God is saying, “these are your boundaries”. Do we go beyond them? Our human nature is to want to go beyond them. But someone has noted that “we do not so much break the commandments as we break ourselves upon them”. God makes these boundaries and says “live within them”.
But why does the God who created the universe restrict us in this way? Why do we need these boundaries? Why can’t we have it all? The boundaries have to do with our shortcomings, and not with God’s narrowness. I will sometimes go into a restaurant, and there is a huge buffet. It’s loaded with everything you can imagine. I sit down and someone brings a menu. My mind begins to move to a decision. There is something in my upbringing that says “you need to get the most for your money, it’s a buffet, it’s all you can eat, go for it!”
But then another voice speaks and says, “it’s too much, you won’t be able to restrain yourself”. You and I live in a culture that is a perpetual, 24/7 “all you can eat buffet”. There is more work than we can do, more money than we can spend, more gods than we can worship, more property than we can live on. And we are tempted.
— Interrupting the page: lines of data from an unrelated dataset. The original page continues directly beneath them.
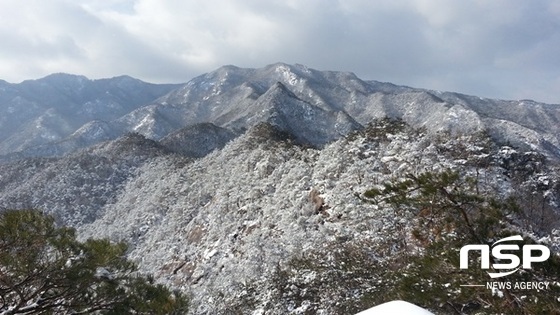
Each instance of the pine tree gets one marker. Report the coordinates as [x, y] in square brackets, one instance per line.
[44, 269]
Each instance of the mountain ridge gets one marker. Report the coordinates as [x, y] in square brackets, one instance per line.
[245, 187]
[236, 99]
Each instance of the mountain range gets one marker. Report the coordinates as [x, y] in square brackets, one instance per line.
[221, 184]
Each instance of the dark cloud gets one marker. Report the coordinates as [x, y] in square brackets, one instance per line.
[502, 49]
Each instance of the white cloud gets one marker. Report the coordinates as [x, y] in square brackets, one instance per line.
[490, 48]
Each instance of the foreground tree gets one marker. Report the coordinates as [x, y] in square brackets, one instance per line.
[44, 269]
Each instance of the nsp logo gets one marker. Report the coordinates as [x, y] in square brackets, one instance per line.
[500, 254]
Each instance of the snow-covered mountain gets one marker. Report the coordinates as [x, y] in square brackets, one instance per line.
[62, 112]
[244, 187]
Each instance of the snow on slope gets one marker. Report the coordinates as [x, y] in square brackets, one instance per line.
[396, 308]
[231, 217]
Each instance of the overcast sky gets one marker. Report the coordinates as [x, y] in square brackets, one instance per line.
[492, 48]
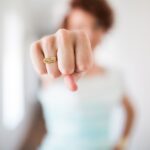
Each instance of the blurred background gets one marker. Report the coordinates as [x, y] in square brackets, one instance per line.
[127, 46]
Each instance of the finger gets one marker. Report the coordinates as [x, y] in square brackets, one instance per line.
[70, 82]
[83, 52]
[37, 57]
[65, 53]
[50, 50]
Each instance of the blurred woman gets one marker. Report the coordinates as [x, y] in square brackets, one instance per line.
[80, 120]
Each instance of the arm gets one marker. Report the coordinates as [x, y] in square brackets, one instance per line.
[130, 115]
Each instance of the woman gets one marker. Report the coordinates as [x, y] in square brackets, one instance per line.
[79, 120]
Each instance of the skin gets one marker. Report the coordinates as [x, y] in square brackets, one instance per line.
[74, 48]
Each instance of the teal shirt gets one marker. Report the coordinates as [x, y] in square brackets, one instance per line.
[81, 120]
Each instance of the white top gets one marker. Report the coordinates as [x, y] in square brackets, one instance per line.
[81, 120]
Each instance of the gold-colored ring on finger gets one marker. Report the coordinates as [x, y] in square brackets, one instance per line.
[50, 60]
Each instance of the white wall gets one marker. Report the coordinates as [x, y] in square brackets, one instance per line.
[129, 48]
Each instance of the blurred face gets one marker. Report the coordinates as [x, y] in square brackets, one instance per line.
[80, 19]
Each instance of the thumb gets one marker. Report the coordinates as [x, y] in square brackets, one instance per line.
[70, 82]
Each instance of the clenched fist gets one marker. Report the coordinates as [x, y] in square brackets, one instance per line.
[73, 52]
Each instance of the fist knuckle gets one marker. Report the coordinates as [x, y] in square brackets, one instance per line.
[83, 67]
[54, 74]
[34, 47]
[67, 71]
[41, 71]
[61, 32]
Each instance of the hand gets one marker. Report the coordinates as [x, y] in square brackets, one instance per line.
[72, 50]
[118, 147]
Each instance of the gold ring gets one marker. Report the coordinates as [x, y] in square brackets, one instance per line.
[50, 60]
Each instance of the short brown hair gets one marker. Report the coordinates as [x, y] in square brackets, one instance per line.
[98, 8]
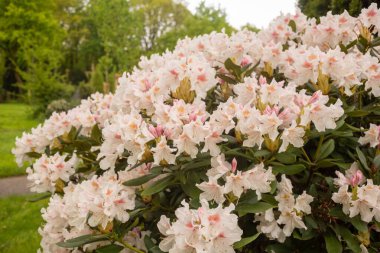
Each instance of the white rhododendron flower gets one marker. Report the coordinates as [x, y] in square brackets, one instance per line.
[200, 230]
[371, 137]
[198, 142]
[291, 210]
[357, 195]
[47, 170]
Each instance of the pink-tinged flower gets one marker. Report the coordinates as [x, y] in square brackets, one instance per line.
[200, 230]
[371, 137]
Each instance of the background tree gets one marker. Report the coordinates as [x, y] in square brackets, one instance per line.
[30, 42]
[51, 48]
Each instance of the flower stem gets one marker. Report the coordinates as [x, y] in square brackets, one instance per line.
[127, 245]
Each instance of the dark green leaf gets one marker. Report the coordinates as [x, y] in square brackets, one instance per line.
[149, 244]
[82, 240]
[140, 180]
[112, 248]
[326, 149]
[333, 245]
[289, 169]
[362, 158]
[359, 224]
[245, 241]
[358, 113]
[158, 186]
[286, 158]
[258, 207]
[351, 241]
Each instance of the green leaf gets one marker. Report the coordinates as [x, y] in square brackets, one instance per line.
[346, 234]
[359, 224]
[358, 113]
[376, 162]
[258, 207]
[286, 158]
[149, 244]
[333, 245]
[158, 186]
[194, 165]
[140, 180]
[82, 240]
[362, 158]
[326, 149]
[245, 241]
[44, 196]
[289, 169]
[112, 248]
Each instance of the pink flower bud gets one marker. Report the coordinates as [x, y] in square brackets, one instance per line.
[262, 80]
[356, 178]
[192, 117]
[315, 97]
[153, 131]
[159, 130]
[233, 165]
[245, 61]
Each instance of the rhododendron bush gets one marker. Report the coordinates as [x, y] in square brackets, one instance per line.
[266, 142]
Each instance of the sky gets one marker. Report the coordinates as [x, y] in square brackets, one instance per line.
[256, 12]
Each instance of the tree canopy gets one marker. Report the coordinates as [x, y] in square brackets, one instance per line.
[317, 8]
[50, 48]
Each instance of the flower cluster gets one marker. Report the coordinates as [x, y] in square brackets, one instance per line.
[290, 210]
[357, 195]
[222, 131]
[235, 181]
[48, 170]
[94, 110]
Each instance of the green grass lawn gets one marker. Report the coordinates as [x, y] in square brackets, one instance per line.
[19, 221]
[14, 119]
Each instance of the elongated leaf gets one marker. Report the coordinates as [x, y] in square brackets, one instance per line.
[245, 241]
[351, 240]
[158, 186]
[112, 248]
[201, 164]
[82, 240]
[289, 169]
[140, 180]
[149, 244]
[362, 158]
[359, 224]
[333, 245]
[326, 149]
[258, 207]
[286, 158]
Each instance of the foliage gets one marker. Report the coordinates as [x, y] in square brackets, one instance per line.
[15, 118]
[19, 221]
[318, 8]
[46, 46]
[243, 142]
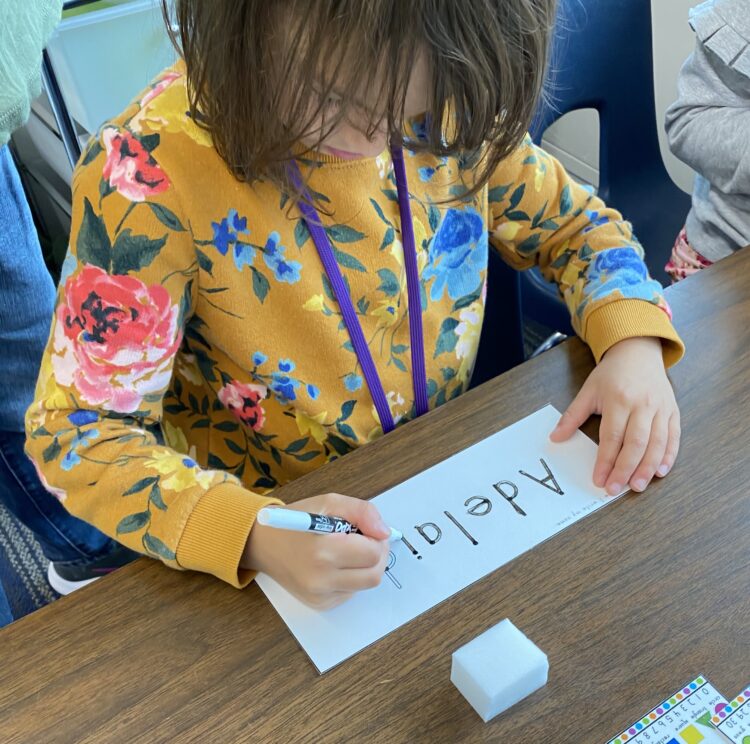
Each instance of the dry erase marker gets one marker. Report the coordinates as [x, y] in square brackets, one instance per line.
[290, 519]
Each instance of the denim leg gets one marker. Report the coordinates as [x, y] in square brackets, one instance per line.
[63, 537]
[6, 616]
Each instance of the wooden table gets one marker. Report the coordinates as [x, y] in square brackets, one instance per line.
[629, 604]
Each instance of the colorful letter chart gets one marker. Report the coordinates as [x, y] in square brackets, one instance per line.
[683, 718]
[733, 720]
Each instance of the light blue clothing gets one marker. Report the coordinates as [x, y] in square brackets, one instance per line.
[27, 299]
[25, 26]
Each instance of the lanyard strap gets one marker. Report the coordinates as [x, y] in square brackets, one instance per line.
[353, 326]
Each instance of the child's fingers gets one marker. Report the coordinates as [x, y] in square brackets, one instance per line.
[611, 435]
[657, 446]
[575, 416]
[634, 447]
[673, 446]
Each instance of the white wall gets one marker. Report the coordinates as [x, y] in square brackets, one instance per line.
[575, 138]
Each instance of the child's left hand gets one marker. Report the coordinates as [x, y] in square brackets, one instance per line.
[640, 429]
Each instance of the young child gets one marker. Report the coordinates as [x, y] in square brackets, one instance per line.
[216, 336]
[709, 129]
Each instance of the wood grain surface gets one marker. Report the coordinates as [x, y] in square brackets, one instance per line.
[629, 604]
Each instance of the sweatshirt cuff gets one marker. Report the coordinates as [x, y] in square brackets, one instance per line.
[216, 532]
[616, 321]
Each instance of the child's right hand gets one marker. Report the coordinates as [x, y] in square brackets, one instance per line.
[323, 570]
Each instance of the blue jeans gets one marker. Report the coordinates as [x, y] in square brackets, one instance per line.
[62, 537]
[27, 297]
[5, 613]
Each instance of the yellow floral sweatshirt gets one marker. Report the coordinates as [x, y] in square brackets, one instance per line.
[198, 359]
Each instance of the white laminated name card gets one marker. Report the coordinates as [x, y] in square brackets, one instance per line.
[461, 519]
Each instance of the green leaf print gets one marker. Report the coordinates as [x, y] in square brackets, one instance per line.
[140, 485]
[157, 547]
[167, 217]
[232, 445]
[346, 430]
[378, 209]
[388, 238]
[344, 234]
[539, 216]
[388, 283]
[346, 409]
[530, 244]
[149, 141]
[93, 245]
[133, 522]
[497, 194]
[156, 499]
[301, 233]
[447, 339]
[348, 261]
[134, 252]
[261, 285]
[516, 196]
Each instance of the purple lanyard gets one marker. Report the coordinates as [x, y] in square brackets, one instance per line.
[362, 350]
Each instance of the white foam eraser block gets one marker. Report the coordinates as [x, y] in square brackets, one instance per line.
[497, 669]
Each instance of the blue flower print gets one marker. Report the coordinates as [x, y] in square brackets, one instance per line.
[227, 232]
[283, 269]
[72, 458]
[284, 387]
[619, 270]
[595, 219]
[353, 382]
[458, 254]
[280, 382]
[426, 174]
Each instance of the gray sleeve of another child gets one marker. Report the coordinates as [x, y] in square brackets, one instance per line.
[708, 125]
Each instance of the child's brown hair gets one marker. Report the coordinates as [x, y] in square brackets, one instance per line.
[255, 72]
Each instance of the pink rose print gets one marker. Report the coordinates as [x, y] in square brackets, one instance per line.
[243, 400]
[130, 168]
[114, 339]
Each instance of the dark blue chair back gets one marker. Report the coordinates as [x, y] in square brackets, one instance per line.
[501, 345]
[602, 58]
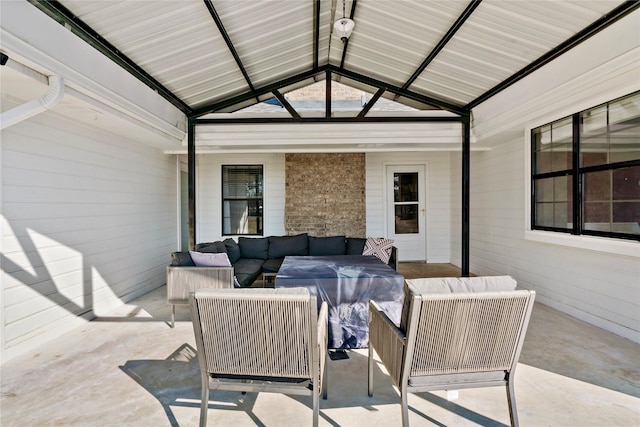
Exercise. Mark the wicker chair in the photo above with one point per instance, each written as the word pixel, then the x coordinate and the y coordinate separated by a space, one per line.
pixel 450 341
pixel 271 340
pixel 182 280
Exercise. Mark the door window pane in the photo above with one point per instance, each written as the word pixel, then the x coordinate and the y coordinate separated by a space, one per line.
pixel 407 219
pixel 405 187
pixel 242 199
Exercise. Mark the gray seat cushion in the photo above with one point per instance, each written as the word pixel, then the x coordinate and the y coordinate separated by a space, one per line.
pixel 282 246
pixel 327 246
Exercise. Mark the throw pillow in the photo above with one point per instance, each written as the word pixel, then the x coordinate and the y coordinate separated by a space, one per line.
pixel 233 250
pixel 211 247
pixel 210 259
pixel 355 245
pixel 378 247
pixel 181 259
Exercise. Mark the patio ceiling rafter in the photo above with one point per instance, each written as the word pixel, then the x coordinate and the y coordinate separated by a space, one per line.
pixel 345 45
pixel 230 46
pixel 427 100
pixel 286 104
pixel 238 99
pixel 599 25
pixel 234 100
pixel 473 4
pixel 65 17
pixel 371 102
pixel 281 120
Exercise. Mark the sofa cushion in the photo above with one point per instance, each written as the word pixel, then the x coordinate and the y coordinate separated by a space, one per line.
pixel 378 247
pixel 355 245
pixel 210 259
pixel 211 247
pixel 247 270
pixel 272 265
pixel 181 259
pixel 282 246
pixel 233 250
pixel 254 247
pixel 448 285
pixel 324 246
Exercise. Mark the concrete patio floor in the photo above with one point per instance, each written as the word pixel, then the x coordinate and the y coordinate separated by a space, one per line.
pixel 130 369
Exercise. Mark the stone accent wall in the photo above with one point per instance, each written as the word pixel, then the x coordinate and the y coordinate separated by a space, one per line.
pixel 325 194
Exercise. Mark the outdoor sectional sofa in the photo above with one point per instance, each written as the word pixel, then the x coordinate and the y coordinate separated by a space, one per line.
pixel 252 256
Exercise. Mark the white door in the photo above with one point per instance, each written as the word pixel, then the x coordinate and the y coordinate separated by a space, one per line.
pixel 406 213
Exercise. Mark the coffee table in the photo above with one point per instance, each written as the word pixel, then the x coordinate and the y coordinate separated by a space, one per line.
pixel 346 283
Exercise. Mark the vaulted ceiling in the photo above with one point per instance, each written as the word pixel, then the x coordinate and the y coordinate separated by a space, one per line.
pixel 207 56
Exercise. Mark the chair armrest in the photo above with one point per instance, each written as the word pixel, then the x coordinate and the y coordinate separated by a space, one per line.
pixel 323 340
pixel 183 280
pixel 387 340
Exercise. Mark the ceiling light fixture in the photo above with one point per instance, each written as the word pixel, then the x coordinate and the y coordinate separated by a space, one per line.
pixel 344 26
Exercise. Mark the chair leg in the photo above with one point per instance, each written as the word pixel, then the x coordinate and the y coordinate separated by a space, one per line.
pixel 325 379
pixel 405 406
pixel 204 406
pixel 370 372
pixel 316 406
pixel 511 398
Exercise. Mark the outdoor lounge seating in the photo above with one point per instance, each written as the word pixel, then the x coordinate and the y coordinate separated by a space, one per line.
pixel 454 334
pixel 183 281
pixel 271 340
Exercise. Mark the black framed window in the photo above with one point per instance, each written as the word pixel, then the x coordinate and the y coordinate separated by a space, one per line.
pixel 242 189
pixel 586 172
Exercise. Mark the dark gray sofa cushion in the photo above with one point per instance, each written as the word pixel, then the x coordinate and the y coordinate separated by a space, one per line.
pixel 254 247
pixel 325 246
pixel 233 250
pixel 247 270
pixel 211 247
pixel 282 246
pixel 272 265
pixel 355 245
pixel 181 259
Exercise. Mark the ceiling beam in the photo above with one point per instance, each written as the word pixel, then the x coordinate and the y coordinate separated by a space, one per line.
pixel 229 102
pixel 230 46
pixel 316 33
pixel 286 120
pixel 286 104
pixel 619 12
pixel 345 45
pixel 371 102
pixel 80 28
pixel 457 109
pixel 443 41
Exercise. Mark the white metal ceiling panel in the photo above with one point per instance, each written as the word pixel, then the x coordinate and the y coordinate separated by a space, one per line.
pixel 273 39
pixel 499 39
pixel 392 38
pixel 177 42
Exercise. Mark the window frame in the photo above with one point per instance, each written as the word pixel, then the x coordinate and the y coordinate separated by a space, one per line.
pixel 577 175
pixel 223 199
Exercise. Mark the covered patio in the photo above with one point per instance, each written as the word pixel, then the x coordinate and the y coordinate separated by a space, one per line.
pixel 128 368
pixel 124 167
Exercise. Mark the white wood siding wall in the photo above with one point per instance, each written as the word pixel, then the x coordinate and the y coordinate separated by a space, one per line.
pixel 592 283
pixel 88 222
pixel 209 192
pixel 438 203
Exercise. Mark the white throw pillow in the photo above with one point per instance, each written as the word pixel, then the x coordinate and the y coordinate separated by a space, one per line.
pixel 210 259
pixel 378 247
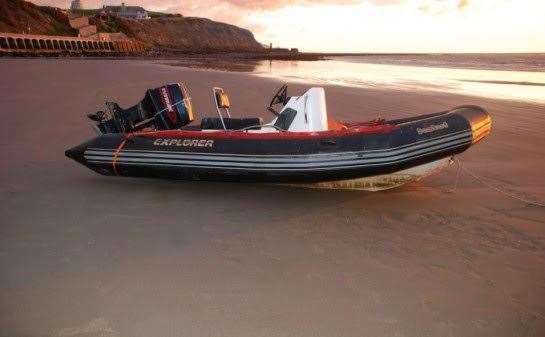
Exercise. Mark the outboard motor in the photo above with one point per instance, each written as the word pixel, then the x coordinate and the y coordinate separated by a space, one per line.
pixel 164 108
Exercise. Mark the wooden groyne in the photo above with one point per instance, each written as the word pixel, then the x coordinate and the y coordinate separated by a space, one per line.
pixel 28 45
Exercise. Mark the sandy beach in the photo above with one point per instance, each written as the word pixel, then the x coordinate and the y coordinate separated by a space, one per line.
pixel 82 255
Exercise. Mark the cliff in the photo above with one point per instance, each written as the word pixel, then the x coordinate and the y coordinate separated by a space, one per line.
pixel 164 32
pixel 186 34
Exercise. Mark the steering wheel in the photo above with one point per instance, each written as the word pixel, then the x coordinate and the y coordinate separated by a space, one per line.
pixel 280 97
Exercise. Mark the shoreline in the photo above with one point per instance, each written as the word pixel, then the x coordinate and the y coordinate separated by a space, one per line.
pixel 131 257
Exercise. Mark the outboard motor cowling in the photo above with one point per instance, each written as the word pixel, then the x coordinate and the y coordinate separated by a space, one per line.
pixel 164 108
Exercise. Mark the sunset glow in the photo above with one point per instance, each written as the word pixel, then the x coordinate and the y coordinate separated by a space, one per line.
pixel 373 25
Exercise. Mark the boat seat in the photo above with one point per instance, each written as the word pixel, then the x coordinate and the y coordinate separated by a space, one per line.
pixel 214 123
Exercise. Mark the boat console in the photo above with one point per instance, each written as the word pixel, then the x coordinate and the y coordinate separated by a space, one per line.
pixel 169 107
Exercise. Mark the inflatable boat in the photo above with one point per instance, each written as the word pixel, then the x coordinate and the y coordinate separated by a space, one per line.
pixel 302 144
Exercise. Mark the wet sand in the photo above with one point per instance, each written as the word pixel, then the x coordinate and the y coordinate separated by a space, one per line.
pixel 86 255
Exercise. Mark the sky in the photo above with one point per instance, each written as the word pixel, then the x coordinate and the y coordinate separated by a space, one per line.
pixel 390 26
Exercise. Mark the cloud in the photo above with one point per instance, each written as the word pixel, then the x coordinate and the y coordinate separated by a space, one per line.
pixel 438 7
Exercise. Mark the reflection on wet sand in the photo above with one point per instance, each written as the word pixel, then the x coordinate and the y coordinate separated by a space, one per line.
pixel 516 77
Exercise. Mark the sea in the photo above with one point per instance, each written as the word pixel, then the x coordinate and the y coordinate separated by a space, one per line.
pixel 519 77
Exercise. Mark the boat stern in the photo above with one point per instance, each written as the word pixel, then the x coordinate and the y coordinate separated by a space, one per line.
pixel 479 120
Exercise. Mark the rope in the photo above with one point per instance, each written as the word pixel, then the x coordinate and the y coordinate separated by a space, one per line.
pixel 116 154
pixel 496 188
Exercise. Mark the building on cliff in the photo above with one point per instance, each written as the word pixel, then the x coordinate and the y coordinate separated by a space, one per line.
pixel 130 12
pixel 76 5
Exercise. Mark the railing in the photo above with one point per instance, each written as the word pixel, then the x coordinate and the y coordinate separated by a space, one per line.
pixel 23 44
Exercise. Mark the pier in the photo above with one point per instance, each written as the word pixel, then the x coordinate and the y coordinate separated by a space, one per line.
pixel 46 45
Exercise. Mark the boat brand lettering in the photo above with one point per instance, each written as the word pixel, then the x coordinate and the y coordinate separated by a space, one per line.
pixel 432 128
pixel 184 142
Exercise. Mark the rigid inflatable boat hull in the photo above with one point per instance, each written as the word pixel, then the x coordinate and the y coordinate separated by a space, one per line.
pixel 287 157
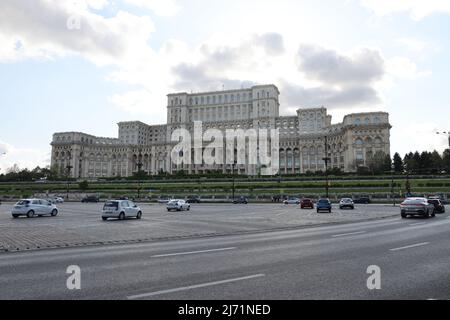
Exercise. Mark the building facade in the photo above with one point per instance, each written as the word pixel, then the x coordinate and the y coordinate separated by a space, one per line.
pixel 350 144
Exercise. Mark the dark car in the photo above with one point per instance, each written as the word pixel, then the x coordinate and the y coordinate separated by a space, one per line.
pixel 87 199
pixel 323 205
pixel 193 199
pixel 416 207
pixel 306 203
pixel 240 200
pixel 363 200
pixel 438 206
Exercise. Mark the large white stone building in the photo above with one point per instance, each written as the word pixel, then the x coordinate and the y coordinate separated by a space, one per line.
pixel 302 137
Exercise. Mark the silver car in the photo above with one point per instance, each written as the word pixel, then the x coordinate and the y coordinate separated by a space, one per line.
pixel 34 207
pixel 178 205
pixel 121 209
pixel 416 207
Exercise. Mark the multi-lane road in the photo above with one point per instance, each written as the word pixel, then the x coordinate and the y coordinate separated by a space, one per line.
pixel 327 262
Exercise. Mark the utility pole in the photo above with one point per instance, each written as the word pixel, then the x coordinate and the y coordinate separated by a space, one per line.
pixel 326 159
pixel 68 168
pixel 139 165
pixel 392 182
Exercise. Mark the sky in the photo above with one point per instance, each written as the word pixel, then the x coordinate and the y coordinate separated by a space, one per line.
pixel 85 65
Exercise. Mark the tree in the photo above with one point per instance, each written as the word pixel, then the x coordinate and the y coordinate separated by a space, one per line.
pixel 398 163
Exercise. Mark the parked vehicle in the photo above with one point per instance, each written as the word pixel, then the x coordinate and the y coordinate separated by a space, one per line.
pixel 416 207
pixel 164 200
pixel 240 200
pixel 121 209
pixel 178 205
pixel 193 199
pixel 438 206
pixel 34 207
pixel 363 200
pixel 292 200
pixel 346 203
pixel 92 199
pixel 306 203
pixel 324 205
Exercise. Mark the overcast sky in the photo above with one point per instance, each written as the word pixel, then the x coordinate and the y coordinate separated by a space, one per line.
pixel 86 65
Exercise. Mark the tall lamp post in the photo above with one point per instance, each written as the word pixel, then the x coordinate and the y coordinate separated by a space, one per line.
pixel 139 165
pixel 392 182
pixel 2 153
pixel 326 159
pixel 68 168
pixel 445 133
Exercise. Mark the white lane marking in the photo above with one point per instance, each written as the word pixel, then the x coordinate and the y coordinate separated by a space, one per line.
pixel 202 285
pixel 348 234
pixel 411 246
pixel 192 252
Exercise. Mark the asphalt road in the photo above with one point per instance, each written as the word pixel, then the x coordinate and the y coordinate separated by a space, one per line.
pixel 327 262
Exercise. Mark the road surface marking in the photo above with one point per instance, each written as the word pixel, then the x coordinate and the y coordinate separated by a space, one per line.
pixel 202 285
pixel 411 246
pixel 191 252
pixel 347 234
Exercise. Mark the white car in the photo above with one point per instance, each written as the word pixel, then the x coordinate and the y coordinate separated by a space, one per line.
pixel 178 205
pixel 121 209
pixel 34 207
pixel 292 201
pixel 58 200
pixel 346 203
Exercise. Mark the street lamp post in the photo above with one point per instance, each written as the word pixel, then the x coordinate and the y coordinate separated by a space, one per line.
pixel 139 165
pixel 326 159
pixel 232 174
pixel 445 133
pixel 392 183
pixel 68 168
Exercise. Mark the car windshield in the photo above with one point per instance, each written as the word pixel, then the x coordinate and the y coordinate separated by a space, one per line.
pixel 111 204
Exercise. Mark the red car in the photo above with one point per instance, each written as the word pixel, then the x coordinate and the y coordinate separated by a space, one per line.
pixel 307 203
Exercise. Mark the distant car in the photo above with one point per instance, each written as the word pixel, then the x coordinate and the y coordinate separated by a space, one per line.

We have always been tempted.
The Jewish people were given these laws, and, of course, they broke them. We all break them. And so the rabbis had an interesting response. They came up with 613 laws. And a devout person would need to keep these 613 laws, and by doing so would not even get near the ten laws. This has been called “building a fence around the law”. Christians sometimes ridicule this practice, but we have our own way of building a fence around the law. I remember the phrase, growing up, “don’t drink or smoke or dance or chew or go out with girls who do”.
Ultimately, building a fence around the law, making more laws, didn’t help. Then Jesus comes along. Jesus says, in the Sermon on the Mount, that it is not about conformity to law, but formation of character. It’s not just “you shall not kill”, but don’t be angry, for anger is the seed of murder. It’s not just “you shall not commit adultery”, but do not think about someone who is not your husband or wife in a sexual way, for that is the seed of adultery”.
Jesus knew that we could do the right things---conformity---for the wrong reasons. And yet Jesus is clear. He came not to abolish the law, but to fulfill it. We cannot live without the law, without boundaries. All of us are like children who need to learn, throughout our lives, about what is good and evil, about what is safe and what is dangerous.
When the people received the law, there was thunder and lightning, and they trembled. These laws are like thunder and lightning for us. We do not so much break them as we break ourselves upon them. You and I stand under the judgment of this law, these commandments. They did not go away when Jesus arrived on the scene. My prayer for us is that we will hear these words and know that they are God’s way of leading us to the life that He wants for us.
You shall have no other gods.
You shall not make idols.
You shall not take the Lord’s name in vain.
Remember the Sabbath and keep it holy.
Honor your father and mother.
Do not kill.
Do not commit adultery.
Do not steal.
Do not bear false witness.
Do not covet anything that belongs to your neighbor.
It is not that we need more information---the laws are pretty clear, the boundaries are pretty visible. We do not need more information. We need formation in the character of Jesus, whose life was a fulfillment of the law. We are saved by grace through faith in his perfect obedience. Let us give thanks to God, who brought us out of slavery, who is the way, the truth and the life, for the gift of boundaries. Blessed are those who delight in the law of the Lord.